Pemetrexed-induced pseudocellulitis
Peripheral edema, also known as pseudocellulitis, is a common side effect for patient treating with gemcitabine. But pseudocellulitis caused by pemetrexed has rarely been reported. Herein, we report a case of pemetrexed-induced pseudocellulitis.
A 75-year-old man with underlying disease of non-small cell lung cancer presented to our department with painful rash distributed on the bilateral legs for 4 days. The patient was treated with the sixth times combination therapy of cisplatin and pemetrexed for non-small cell lung cancer, without adverse cutaneous reaction. Four days prior to the development of the rash, the patient was treated with the seventh times chemotherapy of pemetrexed only. Painful rash appeared on the bilateral shins initially without fever. Subsequently the lesions spread to the bilateral ankles and dorsal feet within 1 day. Physical examination revealed ill-defined, erythematous plaques symmetrically distributed along shins to dorsal feet, associated with grade 3 pitting edema (Figure 1A). The patient complained very painful upon palpation but not aggravated by stretching his toes. Laboratory data demonstrated mild leukopenia (3130/mm3; normal > 4000), C-reactive protein (CRP) elevation (11.43 mg/dL; normal < 1), D-Dimer mild elevated (5.46 μg/mL; normal < 5) and eosinophil counts within normal range (0.1%). No clinical improvement was observed under the treatment of oral augmentin 1000 mg every 12 hours for 4 days.

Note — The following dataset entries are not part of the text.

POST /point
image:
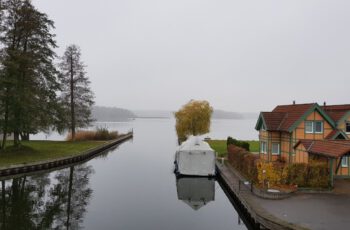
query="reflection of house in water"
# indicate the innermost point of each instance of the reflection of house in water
(195, 191)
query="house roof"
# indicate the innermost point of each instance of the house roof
(336, 112)
(292, 114)
(273, 120)
(287, 117)
(335, 133)
(328, 148)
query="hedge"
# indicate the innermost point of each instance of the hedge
(243, 161)
(242, 144)
(315, 174)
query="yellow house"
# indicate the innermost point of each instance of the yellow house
(297, 132)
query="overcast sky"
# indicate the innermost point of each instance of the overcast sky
(239, 55)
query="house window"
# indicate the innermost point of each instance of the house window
(344, 162)
(313, 126)
(347, 129)
(263, 147)
(318, 127)
(309, 127)
(276, 148)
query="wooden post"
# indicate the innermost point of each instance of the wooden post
(331, 176)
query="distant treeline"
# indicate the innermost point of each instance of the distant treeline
(100, 113)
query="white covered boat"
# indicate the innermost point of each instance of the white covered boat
(195, 158)
(195, 191)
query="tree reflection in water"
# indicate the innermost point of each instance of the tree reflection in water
(55, 200)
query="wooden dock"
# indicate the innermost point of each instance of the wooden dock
(246, 201)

Skin biopsy was not performed because the patient worried about the possibility of poor wound healing. After discontinuation of antibiotic, treatment with 20 mg prednisolone daily and clobetasol propionate ointment (twice daily) were administered for 3 days, the decreased affected areas and resolution of symptoms were noticed. Venous doppler ultrasonography showed no evidence of deep vein thrombosis. Under the clinical presentation and response to the treatment, the diagnosis of pemetrexed-induced pseudocellulitis was made, without evidence of infection contribution to the presentation. Treatment with 20 mg prednisolone daily was continued for 2 weeks and pemetrexed was suspended. The lesions became softer and without tenderness and edema, associated with diffuse desquamation (Figure 1B).

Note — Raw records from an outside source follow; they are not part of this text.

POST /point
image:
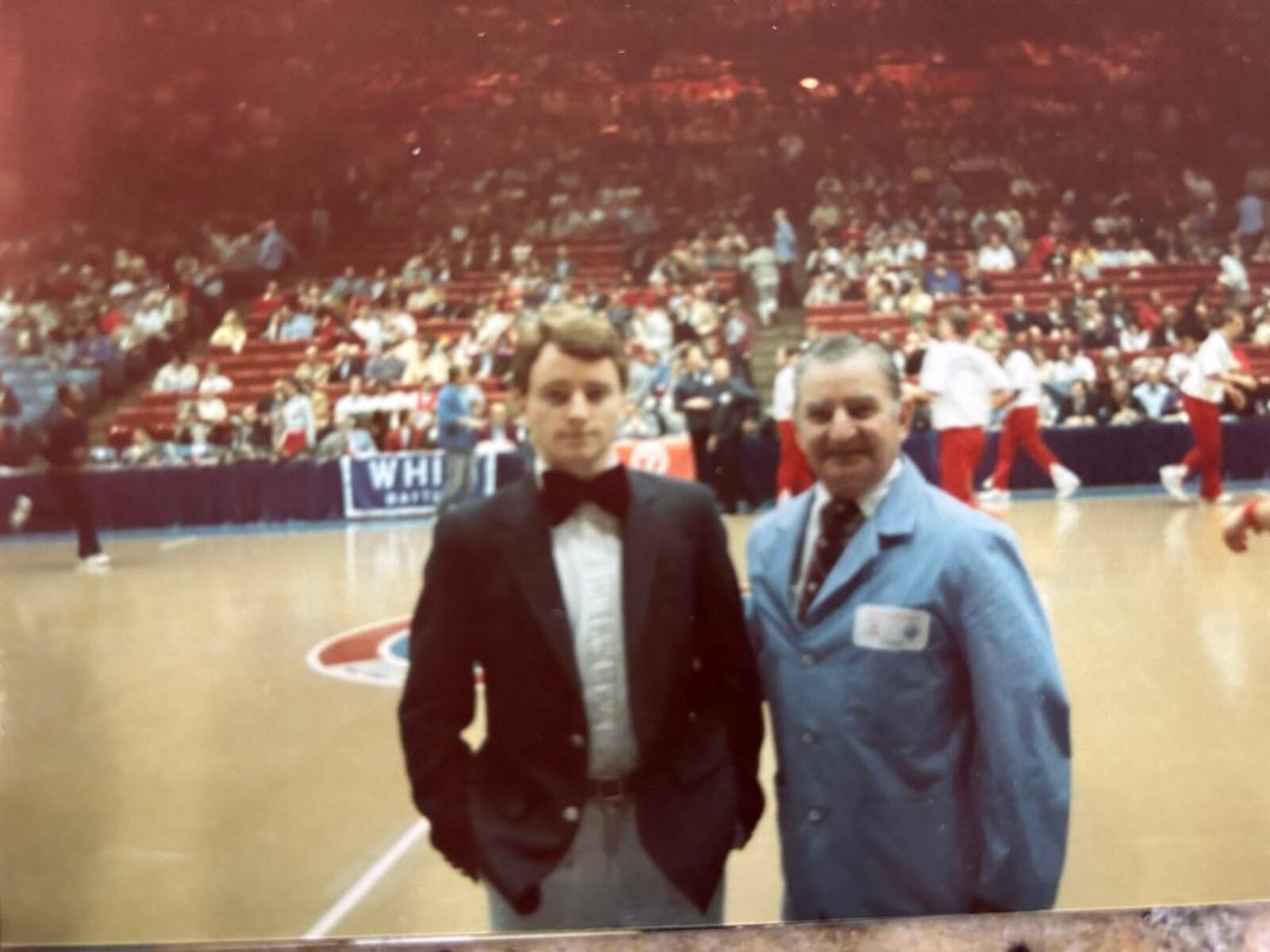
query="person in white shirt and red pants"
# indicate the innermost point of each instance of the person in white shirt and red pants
(793, 474)
(1020, 429)
(1210, 378)
(964, 385)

Pemetrexed, an antifolate and cytotoxic agent, is widely be used as the combination therapy with cisplatin for non-small cell lung cancer, other solid organ and hematologic malignancies. Its cutaneous side effects include pruritis, conjunctivitis, periorbital edema and edema of the legs.1 Few publications discussed pemetrexed-induced pseudocellulitis after the literature review.2-5 The diagnosis of pemetrexed-induced pseudocellulitis is based on clinical features that unresponsive to antibiotic and with obvious improvement under systemic or topical steroid. The main difference between pemetrexed-induced pseudocellulitis and cellulitis is that the affected lesions are always bilateral. The histopathology revealed drug hypersensitivity reaction and interface dermatitis,1 while squamous metaplasia of the eccrine ducts2 and eosinophilic infiltration were also reported.3 The underlying pathomechanism of pemetrexed-induced pseudocellulitis was still unclear. Many hypotheses were postulated, including drug hypersensitivity, vascular damage, impaired lymphatic drainage and the patients' nutrition status. Prophylaxis can be managed with steroid and folic acid supplement, but the occurrence of this adverse cutaneous reaction was still noticed on previous report.4 Due to the limited number of cases, no predisposing factors could be found, and both sexes were equally reported. The onset of this adverse reaction is between the second and the seventh courses. Further studies are needed for clarifying the exact cause.
In conclusion, we report a case of pemetrexed-induced pseudocellulitis. The unfamiliarity of dermatologists with this adverse cutaneous reaction may cause diagnostic difficulty. This case highlights the importance to raise the awareness of physicians to this diagnosis process.
CONFLICT OF INTEREST
All authors declare no conflict of interest.